Training Middleware | Twinkle

DeviceMesh/DeviceGroup

Mon, 01 Jan 0001 00:00:00 +0000

These two classes are used to express hardware resource allocation and network topology. Twinkle’s data distribution and collection also depend on them.

DeviceGroup

@dataclass
class DeviceGroup:
 name: str
 ranks: Union[List[int], int]
 device_type: str
 visible_devices: Optional[str] = None # Optional: explicitly set visible devices (e.g., "8,9")
 gpus_per_worker: int = 1

name: Resource group name
ranks: Occupied hardware list, only supports int type for CPU resources
device_type: Hardware type, such as GPU/CPU/NPU, etc.
visible_devices: Visible resource list, used when you only want to use part of the rank’s hardware
gpus_per_worker: How much hardware each worker occupies

If training RL, developers can construct multiple such groups and assign corresponding models and samplers into them.

DeviceMesh

DeviceMesh carries component topology and distributed parallel information. This class is passed within components for data distribution and data collection.

@dataclass
class DeviceMesh:
 ...

 @staticmethod
 def from_sizes(*, world_size: int = 1, dp_size: int = 1, fsdp_size: int = None, tp_size: int = None,
 pp_size: int = None, ulysses_size: int = None, cp_size: int = None, ep_size: int = None,
 etp_size: int = None,vpp_size: int = None, device_type: str = 'cuda', sequence_parallel: bool = False) -> "DeviceMesh":
 ...

It is recommended to use from_sizes to construct it.

Parameter Reference

Parameter	Description	Default
`world_size`	Total number of processes	1
`dp_size`	Data parallel degree	1
`fsdp_size`	Fully Sharded Data Parallel degree	None
`tp_size`	Tensor parallel degree	None
`pp_size`	Pipeline parallel degree	None
`ulysses_size`	Ulysses sequence parallel degree	None
`cp_size`	Context parallel degree	None
`ep_size`	Expert parallel degree (for MoE models)	None
`etp_size`	Expert tensor parallel degree	None
`ep_fsdp_size`	FSDP degree within each EP group	None
`vpp_size`	Virtual pipeline parallel degree	None
`device_type`	Device type (`cuda`, `npu`, etc.)	`cuda`
`sequence_parallel`	Enable Megatron-style sequence parallel	False

Let’s give an example:

sampler_device_mesh = DeviceMesh.from_sizes(dp_size=4)
actor_device_mesh = DeviceMesh.from_sizes(dp_size=2, pp_size=2, tp_size=2)

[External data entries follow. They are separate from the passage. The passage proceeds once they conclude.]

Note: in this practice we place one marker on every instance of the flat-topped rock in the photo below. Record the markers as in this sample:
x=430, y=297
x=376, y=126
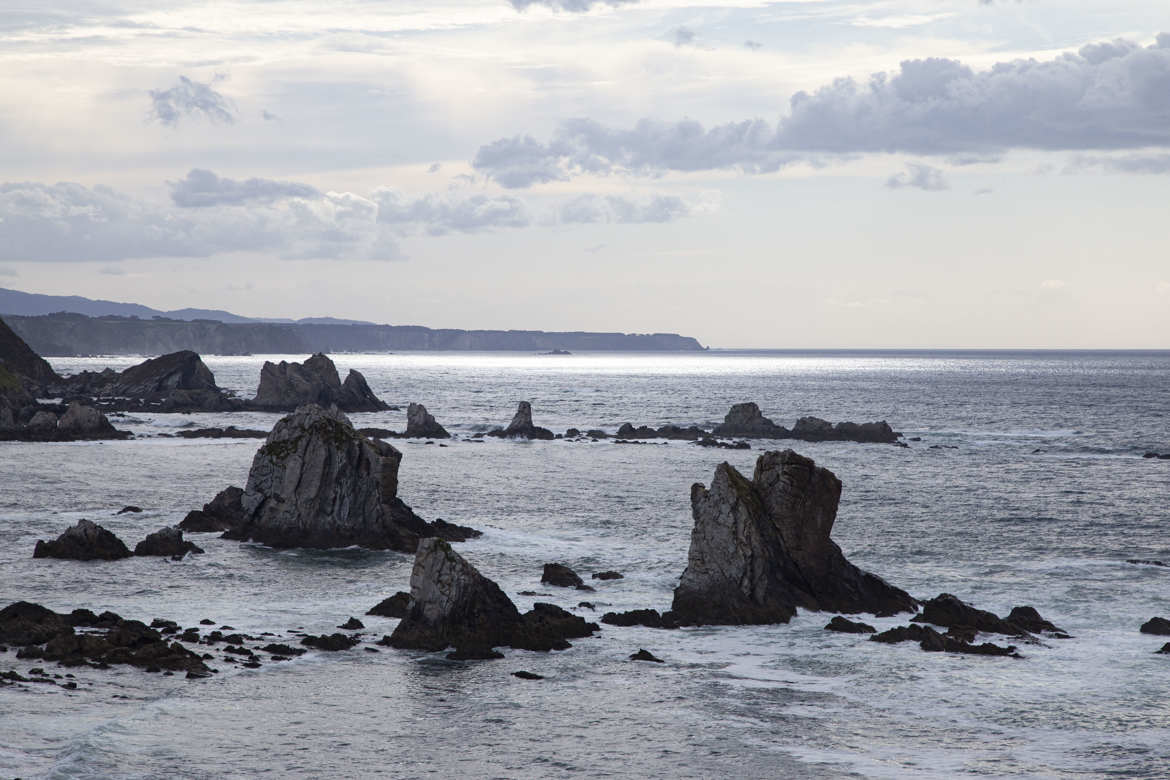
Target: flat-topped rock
x=521, y=427
x=761, y=547
x=319, y=483
x=87, y=540
x=284, y=386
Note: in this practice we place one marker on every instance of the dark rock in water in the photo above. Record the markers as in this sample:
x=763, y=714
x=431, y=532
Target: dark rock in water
x=231, y=432
x=762, y=547
x=562, y=577
x=452, y=605
x=647, y=618
x=396, y=606
x=318, y=483
x=1157, y=626
x=330, y=642
x=224, y=512
x=284, y=386
x=87, y=540
x=166, y=542
x=421, y=423
x=521, y=427
x=949, y=611
x=848, y=626
x=646, y=655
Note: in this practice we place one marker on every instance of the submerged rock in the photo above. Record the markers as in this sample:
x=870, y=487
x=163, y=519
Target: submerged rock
x=421, y=423
x=521, y=427
x=762, y=547
x=318, y=483
x=87, y=540
x=224, y=512
x=453, y=605
x=166, y=542
x=284, y=386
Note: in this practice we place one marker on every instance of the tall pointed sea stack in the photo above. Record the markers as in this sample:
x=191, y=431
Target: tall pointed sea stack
x=318, y=483
x=761, y=549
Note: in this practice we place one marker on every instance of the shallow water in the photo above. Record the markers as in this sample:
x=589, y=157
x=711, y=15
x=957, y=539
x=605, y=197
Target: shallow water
x=1041, y=502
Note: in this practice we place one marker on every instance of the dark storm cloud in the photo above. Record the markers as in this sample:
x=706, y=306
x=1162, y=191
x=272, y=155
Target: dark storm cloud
x=188, y=98
x=1107, y=96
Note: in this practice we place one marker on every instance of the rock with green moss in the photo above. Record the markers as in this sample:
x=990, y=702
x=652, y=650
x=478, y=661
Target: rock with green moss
x=761, y=547
x=316, y=482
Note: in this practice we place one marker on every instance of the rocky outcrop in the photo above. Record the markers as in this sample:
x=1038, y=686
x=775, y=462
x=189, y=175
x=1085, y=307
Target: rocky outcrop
x=318, y=483
x=762, y=547
x=421, y=423
x=284, y=386
x=521, y=427
x=747, y=420
x=87, y=540
x=224, y=512
x=453, y=605
x=166, y=542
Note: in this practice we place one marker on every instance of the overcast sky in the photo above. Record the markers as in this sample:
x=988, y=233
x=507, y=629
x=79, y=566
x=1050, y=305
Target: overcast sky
x=817, y=173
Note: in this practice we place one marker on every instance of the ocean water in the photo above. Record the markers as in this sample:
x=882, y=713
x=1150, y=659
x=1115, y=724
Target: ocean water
x=1040, y=502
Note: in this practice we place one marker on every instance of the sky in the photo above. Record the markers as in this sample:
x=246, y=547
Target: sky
x=813, y=173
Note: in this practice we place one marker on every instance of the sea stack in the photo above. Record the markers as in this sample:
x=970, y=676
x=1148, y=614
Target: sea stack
x=319, y=483
x=761, y=547
x=521, y=427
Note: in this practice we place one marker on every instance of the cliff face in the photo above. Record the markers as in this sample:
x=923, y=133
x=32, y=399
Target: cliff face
x=73, y=335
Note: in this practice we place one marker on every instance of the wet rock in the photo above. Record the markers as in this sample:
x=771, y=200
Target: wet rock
x=521, y=427
x=224, y=512
x=747, y=420
x=762, y=547
x=421, y=423
x=647, y=618
x=87, y=540
x=645, y=655
x=396, y=606
x=1156, y=626
x=453, y=605
x=286, y=386
x=848, y=627
x=562, y=577
x=318, y=483
x=949, y=611
x=166, y=542
x=330, y=642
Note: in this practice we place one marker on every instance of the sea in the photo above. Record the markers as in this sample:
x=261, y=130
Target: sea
x=1025, y=483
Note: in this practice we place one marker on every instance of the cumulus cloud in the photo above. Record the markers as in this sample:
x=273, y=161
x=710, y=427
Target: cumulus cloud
x=1107, y=96
x=572, y=6
x=188, y=98
x=202, y=188
x=920, y=177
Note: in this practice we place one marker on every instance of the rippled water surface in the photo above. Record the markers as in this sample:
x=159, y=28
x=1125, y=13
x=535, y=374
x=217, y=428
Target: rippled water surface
x=1040, y=502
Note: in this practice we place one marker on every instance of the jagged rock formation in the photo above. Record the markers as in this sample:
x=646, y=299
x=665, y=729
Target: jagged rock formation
x=453, y=605
x=318, y=483
x=178, y=381
x=421, y=423
x=166, y=542
x=224, y=512
x=284, y=386
x=521, y=427
x=87, y=540
x=761, y=549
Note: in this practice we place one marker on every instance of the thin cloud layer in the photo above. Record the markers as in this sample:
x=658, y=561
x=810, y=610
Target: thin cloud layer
x=1107, y=96
x=191, y=98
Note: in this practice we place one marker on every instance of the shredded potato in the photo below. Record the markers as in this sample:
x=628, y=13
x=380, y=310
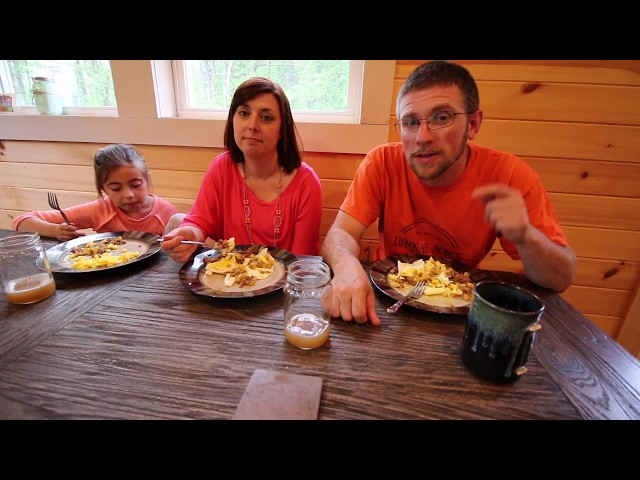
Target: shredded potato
x=242, y=268
x=105, y=253
x=440, y=278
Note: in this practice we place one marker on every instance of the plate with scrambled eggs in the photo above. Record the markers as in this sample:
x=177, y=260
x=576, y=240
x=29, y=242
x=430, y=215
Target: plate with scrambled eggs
x=449, y=289
x=242, y=271
x=102, y=251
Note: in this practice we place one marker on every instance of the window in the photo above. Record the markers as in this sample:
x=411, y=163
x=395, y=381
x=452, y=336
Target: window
x=146, y=114
x=318, y=90
x=85, y=86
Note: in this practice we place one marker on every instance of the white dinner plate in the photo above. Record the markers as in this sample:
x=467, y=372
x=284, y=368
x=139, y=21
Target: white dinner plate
x=146, y=244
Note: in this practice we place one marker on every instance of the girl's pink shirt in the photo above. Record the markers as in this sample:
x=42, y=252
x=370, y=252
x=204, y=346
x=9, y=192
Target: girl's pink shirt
x=103, y=216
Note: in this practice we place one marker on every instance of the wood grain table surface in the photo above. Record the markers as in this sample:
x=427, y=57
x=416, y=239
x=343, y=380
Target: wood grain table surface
x=133, y=343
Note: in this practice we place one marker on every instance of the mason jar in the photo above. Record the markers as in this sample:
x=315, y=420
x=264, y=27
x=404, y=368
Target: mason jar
x=307, y=299
x=46, y=96
x=25, y=271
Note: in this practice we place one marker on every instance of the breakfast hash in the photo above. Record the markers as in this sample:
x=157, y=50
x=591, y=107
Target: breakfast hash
x=440, y=278
x=241, y=268
x=101, y=254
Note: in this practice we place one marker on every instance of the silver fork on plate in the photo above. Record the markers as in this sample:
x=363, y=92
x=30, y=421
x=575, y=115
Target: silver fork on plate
x=53, y=203
x=417, y=290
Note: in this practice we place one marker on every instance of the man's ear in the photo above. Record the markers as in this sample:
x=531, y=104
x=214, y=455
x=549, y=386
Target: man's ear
x=475, y=120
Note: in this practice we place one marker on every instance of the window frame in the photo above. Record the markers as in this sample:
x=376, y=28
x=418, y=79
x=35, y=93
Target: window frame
x=147, y=115
x=352, y=114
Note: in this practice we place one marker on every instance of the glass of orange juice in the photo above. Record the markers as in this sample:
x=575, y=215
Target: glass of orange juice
x=307, y=320
x=25, y=271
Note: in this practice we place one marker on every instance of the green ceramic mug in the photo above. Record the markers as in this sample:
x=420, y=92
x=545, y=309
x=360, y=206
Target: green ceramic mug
x=500, y=330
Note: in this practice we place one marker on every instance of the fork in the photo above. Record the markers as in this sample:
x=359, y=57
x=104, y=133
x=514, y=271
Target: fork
x=417, y=290
x=53, y=203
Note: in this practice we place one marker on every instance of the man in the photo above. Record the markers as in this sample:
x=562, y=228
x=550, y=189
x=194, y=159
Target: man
x=436, y=194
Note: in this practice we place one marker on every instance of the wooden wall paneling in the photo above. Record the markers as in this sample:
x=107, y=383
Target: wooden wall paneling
x=616, y=143
x=589, y=271
x=47, y=176
x=597, y=211
x=616, y=179
x=599, y=301
x=605, y=72
x=604, y=243
x=332, y=165
x=553, y=102
x=54, y=153
x=629, y=334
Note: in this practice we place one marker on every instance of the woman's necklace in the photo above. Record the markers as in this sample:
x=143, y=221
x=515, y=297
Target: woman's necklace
x=277, y=216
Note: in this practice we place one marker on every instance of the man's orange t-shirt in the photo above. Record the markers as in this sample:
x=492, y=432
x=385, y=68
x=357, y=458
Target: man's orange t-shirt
x=442, y=221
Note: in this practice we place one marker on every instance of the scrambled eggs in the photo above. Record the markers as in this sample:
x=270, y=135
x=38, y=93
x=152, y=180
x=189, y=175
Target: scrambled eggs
x=440, y=278
x=101, y=254
x=242, y=268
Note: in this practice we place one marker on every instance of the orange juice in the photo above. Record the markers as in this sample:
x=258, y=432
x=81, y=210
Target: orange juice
x=307, y=331
x=30, y=289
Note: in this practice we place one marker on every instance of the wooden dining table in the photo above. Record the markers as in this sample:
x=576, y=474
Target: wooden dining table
x=133, y=342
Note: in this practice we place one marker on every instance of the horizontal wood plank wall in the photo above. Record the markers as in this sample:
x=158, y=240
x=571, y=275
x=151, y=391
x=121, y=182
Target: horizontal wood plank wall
x=575, y=122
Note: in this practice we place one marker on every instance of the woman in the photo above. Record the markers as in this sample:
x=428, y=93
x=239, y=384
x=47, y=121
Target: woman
x=259, y=190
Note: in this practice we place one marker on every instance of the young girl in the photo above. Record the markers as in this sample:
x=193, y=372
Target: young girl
x=122, y=174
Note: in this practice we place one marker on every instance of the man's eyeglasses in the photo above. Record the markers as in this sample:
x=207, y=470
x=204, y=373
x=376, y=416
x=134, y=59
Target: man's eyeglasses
x=434, y=122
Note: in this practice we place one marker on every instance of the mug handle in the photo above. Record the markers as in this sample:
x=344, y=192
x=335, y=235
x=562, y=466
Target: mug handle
x=525, y=349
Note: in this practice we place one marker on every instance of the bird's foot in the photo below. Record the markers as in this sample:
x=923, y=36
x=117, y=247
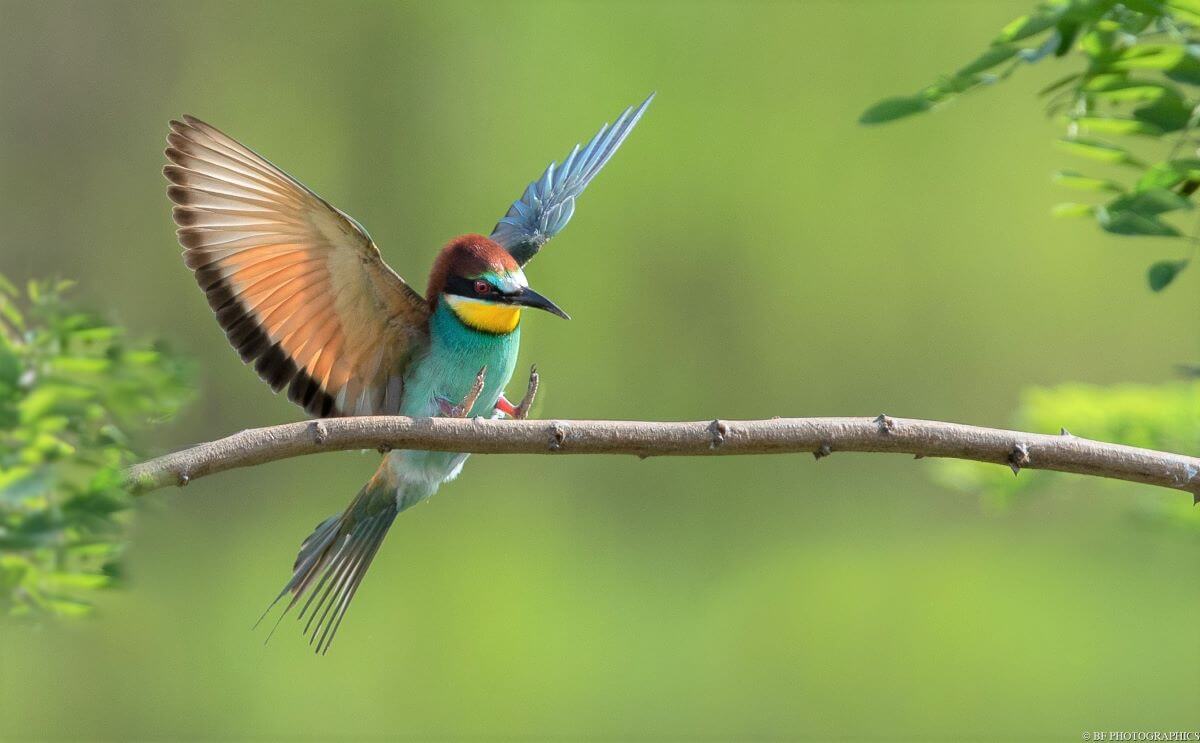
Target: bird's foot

dataloader = DataLoader(...)
sampler = vLLMSampler(..., device_mesh=sampler_device_mesh, remote_group=...)
actor = MegatronModel(..., device_mesh=actor_device_mesh, remote_group=...)

for data in dataloader:
 sampler_output = sampler.sample(data)
 input_data = [seq.new_input_feature for response in sampler_output for seq in response.sequences]
 ...
 model_output = actor.forward(input_data)

We analyze the data transfer situation using the pseudo-code above.

dataloader fetches data -> distributes to sampler according to dp_size=4 -> collects data according to dp_size=4 -> distributes to model according to dp_size=2 -> collects output according to dp_size=2

Through DeviceMesh, data flow can be smoothly transferred between various groups and components.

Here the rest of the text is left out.